06.16.16
What I learned about myself
Hillary Clinton is the choice. It’s over and that’s it.
However, from the primary season’s Dale Carnegie course, How to Make Friends and Influence People, I learned much about myself.
I learned from Nick Kristof at the Times that if you supported Sanders and plan to vote Trump in protest you “have bipolar disorder.”
Earlier in the week, Paul Krugman categorized Sanders supporters. A few of the names: Naderites, refuseniks, Clinton Derangement Syndrome sufferers, and angry white guys, somewhat like the army of angry white guys now admiring Trump.
Add to that: morons (or equivalent, a couple 100 times), misogynists, cranks, magical thinkers, and Bernie Bros — or people who troll women on the internet.

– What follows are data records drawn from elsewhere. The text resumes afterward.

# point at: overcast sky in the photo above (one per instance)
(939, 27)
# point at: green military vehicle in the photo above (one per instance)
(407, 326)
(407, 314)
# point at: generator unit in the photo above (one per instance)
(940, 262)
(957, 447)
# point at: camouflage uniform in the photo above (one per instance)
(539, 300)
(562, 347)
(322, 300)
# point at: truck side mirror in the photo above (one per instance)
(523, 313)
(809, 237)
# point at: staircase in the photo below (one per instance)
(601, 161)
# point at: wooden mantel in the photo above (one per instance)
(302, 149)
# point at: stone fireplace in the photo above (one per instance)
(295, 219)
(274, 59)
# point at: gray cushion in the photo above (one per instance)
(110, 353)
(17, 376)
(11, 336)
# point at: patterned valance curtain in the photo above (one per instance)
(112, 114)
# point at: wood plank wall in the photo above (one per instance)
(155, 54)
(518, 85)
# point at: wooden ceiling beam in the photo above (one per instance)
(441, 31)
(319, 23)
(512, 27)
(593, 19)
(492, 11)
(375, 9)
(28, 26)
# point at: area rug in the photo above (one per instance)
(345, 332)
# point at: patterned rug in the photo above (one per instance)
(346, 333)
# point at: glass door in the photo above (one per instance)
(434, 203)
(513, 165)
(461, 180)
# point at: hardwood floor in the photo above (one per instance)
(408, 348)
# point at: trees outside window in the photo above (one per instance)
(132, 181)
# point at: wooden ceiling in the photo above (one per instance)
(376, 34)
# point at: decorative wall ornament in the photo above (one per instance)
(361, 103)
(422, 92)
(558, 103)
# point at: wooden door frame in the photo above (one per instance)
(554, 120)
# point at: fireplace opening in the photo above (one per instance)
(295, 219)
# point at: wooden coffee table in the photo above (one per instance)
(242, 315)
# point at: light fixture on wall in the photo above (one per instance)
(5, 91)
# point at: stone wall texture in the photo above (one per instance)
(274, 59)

And, courtesy of the NYT: guys who are going through psychological “reactance,” which is to say guys — white — who act defiantly and do the opposite when told to do something by a perceived authority figure, their mother, a woman, a teacher etc. Which equates to a fancy way of saying misogynist angry white guys and stupid ones, too.
Today, the NYT sent Thomas Edsall to Pottstown, PA, due south of my old Pennsyltucky home.
Pennsylvania, most of that part of the state I’m familiar with, has been part of what I’ve referred to as the 40 year slump.
“On one hand, Trump has a base of intense, even fanatical, support in much of rural and small town Pennsylvania …” writes Edsall.
There is a paradox. Pennsylvania was enthusiastically for Bill Clinton. That enthusiasm has not worn off. However, Hillary Clinton is a different story. While she has the overwhelming support of Pennsy women, she’s shunned by men.
Both Democratic and Republican administrations have never done anything for Pennsylvania. It’s old working class was destroyed by American policy and free trade, which the Washington Monthy notes, is now dead at the civiian level.
The same issue of the magazine gives Thomas Frank’s Listen, Liberal, a big thumbs down. I would have expected that. But I am a fan.
Writes Jonathan Alter, for the monthy, at the end of the book’s review:
This book perfectly captures the mind-set of Sanders voters. Is it also a harbinger of their unwillingness to suck it up and vote for the wife of the main villain of the piece? Let’s hope Frank is willing to set aside his bile long enough to use his credibility on the left to face the hard realities of politics and help protect us from a cruel fate this fall.
Another extended insult and a recommendation to suck it up.
Christoph Hechl said,
June 21, 2016 at 2:46 am
The talk of “reality” is a dead giveaway in my opinion.
Practically without exception it means that you have to follow that persons perception of reality or be wrong. It is much like the word “trith” which always is used without regard for the theoretical nature of that concept. Truth is not an absolute and it can never be universal.
People who use these words want to excert force on others by aligning themselves with something they deem ultimate.
Unfortunately rhetorical foul play is not highlighted often and imidiately enough, therefore it thrives.
Along with the incredibly annoying trend towards selfvictimization these choices of words and the effort to explain to less observant persons, just how language is used to manipulate them, are among the great evils of our times.
George Smith said,
June 21, 2016 at 9:47 am
http://www.rollingstone.com/politics/news/ralph-nader-bernie-sanders-lesser-evilism-20160620
Nailed.
Taibbi: “When I think about the way the Democrats and their friends in the press keep telling me I owe them my vote, situations like the following come to mind. We’re in another financial crisis. The CEOs of the ten biggest banks in America, fresh from having wrecked the economy with the latest harebrained bubble scheme, come to the Oval Office begging for a bailout.
“In that moment, to whom is my future Democratic president going to listen: those bankers or me?
“It’s not going to be me, that’s for sure. Am I an egotist for being annoyed by that? And how exactly should I take being told on top of that that I still owe this party my vote, and that I should keep my mouth shut about my irritation if I don’t want to be called a Republican-enabler?”
Christoph Hechl said,
June 21, 2016 at 10:09 am
Volker Pispers, a german satirist said: Before every election, you ask yourself “Which is the lesser evil?”. After each election you ask yourself “Why does the lesser evil have to be so damn big?”